Czech breweries made 19.6 million hectoliters of beer last year, down 2.8 percent year on year. It fell below 20 million hectoliters for the first time since 2014, according to data from the Czech Beer and Malt Association (ČSPAS).

“In the two years of Covid, each resident has consumed 30 fewer half liters [per year], and with 129 liters we have reached the fifth-lowest figure ever. The overall domestic consumption was mainly affected by long-lasting anti-epidemic measures, restrictions on catering, and [a drop in] tourism,” ČSPAS chairman František Šámal said.

In 2020, beer consumption was 135 liters per person per year, while in 2019 it was 142. It was as high as 153 in 2009 but has been below 150 ever since. In international comparisons, the Czech Republic has long led the world in consumption per capita.

Beer market expert Tomáš Maier of the Faculty of Economics and Business Administration of the Czech University of Agriculture (ČZU) in Prague told the news server the decline in domestic consumption can be halted again if the coronavirus is at an end.

“But we will definitely not get to the consumption of around 160 liters per person that was there 15 years ago," he said.

This is because the older generation of heavy drinkers is simply passing away. The younger generation drinks less and prefers to sample a few craft beers rather than sit and drink a large volume. “We are following the trend that was in Western Europe 30 years ago,” he added.

Even though Covid restrictions are a thing of the past, breweries will continue to face a difficult period due to rising input prices or shortages of raw materials, which are mainly related to rising inflation and the war in Ukraine.

“This situation will affect all breweries, regardless of their size. We will need to work with the government and others to maintain the competitiveness of one of the most traditional industries in our country,” ČSPAS’s Šámal said.

Breweries in 2021 delivered 14.8 million hectoliters of beer to the Czech market, down by 762,000 hectoliters compared to 2020, a drop of 5 percent. Restaurants and pubs sold about a quarter of the production destined for the domestic market.

The most popular type of beer remains lager (ležák), or 11- to 12.99-degree bottom-fermented beer. Lagers account for 55 percent of total production, though it fell 0.7 percentage points.

The share of draft (výčepní) beer, or eight- to 11.99-degree bottom-fermented beer, was almost 41 percent, but this was also a slight drop. The name draft is misleading, as výčepní beer can also be sold in bottles. Breweries produced almost 1.5 million hectoliters of non-alcoholic beers and beer mixes last year, down 2 percent year on year.

The category of “other beers” saw growth and now accounts for 4 percent of total production. It is already back to pre-pandemic levels.
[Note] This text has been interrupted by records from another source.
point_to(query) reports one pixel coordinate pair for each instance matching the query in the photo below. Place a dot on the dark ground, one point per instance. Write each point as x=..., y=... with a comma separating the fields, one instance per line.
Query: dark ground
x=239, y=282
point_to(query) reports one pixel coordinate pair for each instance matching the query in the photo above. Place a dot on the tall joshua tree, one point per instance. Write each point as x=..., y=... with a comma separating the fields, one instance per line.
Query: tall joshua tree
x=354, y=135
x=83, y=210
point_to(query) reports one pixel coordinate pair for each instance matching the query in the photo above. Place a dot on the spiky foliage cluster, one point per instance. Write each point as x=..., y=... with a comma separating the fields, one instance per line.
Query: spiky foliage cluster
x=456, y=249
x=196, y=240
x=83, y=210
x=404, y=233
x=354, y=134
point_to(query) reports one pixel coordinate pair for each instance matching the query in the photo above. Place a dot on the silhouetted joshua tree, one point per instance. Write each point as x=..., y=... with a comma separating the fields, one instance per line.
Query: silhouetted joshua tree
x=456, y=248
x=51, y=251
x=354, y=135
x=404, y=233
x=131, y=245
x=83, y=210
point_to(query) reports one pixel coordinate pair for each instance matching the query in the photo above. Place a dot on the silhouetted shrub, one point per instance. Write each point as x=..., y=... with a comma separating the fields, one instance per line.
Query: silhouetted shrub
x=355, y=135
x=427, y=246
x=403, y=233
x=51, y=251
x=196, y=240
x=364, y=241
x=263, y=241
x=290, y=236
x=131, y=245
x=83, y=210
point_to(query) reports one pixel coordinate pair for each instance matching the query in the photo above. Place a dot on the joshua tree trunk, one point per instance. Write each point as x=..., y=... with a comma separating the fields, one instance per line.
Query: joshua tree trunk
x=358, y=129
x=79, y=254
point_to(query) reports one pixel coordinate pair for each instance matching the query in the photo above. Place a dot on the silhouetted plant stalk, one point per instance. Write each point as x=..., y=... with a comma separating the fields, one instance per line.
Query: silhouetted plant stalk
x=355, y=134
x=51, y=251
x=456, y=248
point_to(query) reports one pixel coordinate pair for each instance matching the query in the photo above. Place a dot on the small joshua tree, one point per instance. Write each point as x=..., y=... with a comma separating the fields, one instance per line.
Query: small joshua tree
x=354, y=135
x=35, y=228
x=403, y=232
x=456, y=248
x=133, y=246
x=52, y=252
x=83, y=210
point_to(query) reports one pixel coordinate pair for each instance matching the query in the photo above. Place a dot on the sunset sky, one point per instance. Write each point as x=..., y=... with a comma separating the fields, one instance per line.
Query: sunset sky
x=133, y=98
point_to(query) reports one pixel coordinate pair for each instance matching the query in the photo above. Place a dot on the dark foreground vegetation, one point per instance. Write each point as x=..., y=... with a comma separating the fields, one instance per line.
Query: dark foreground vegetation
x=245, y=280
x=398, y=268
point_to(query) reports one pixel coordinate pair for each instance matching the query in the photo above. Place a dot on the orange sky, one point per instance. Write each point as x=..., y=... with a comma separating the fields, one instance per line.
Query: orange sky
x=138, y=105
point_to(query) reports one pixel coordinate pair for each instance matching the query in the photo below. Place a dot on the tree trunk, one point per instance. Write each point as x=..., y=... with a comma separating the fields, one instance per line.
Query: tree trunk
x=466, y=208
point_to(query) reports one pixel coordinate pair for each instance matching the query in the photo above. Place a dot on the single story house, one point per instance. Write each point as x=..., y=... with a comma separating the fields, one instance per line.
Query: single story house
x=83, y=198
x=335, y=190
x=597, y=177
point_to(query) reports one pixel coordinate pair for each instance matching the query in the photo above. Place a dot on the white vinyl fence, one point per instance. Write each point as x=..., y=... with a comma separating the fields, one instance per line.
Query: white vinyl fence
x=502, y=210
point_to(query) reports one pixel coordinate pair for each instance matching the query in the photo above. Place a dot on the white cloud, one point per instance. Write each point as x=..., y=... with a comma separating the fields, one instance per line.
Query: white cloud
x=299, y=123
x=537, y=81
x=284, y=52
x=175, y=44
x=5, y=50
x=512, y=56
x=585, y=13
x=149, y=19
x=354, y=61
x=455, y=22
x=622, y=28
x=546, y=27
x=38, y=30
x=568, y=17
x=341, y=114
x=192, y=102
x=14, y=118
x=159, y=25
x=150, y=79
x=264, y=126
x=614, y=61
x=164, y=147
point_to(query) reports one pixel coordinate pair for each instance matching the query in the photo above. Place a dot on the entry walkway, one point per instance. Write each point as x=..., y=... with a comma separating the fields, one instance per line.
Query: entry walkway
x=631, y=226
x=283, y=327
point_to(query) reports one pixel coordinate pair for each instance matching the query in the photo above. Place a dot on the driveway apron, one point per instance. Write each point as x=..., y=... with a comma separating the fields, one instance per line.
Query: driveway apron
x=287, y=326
This category includes beers stronger than 12 degrees and other special products such as ales.

Last year, beer exports rose by 236,000 hectoliters to 5.2 million hectoliters, accounting for almost 27 percent of the total production of Czech breweries. It was the second-highest in history. Most beer was exported to EU countries, with over half of all exports, 2.7 million hectoliters, going to countries neighboring the Czech Republic.

According to the association, malting plants had a good year, producing 518,000 metric tons of malt, up 6.7 percent compared to 2020. Some 45 percent of production was exported, mostly to Germany and Poland. Hop production last year was 8,306 tons, about 40 percent more than in 2020.

Glass bottles are still the most popular packaging for beer, although its share fell by a percentage point year-on-year to 45 percent. Interest in cans is increasing, up 2 percentage points to reach 18 percent. The use of plastic bottles saw a drop as people are increasingly turning away from plastic.

The Czech Beer and Malt Association brings together breweries, malt makers, and other institutions involved in beer production. Its members include 25 brewing companies, five malt houses, and 18 contributing companies.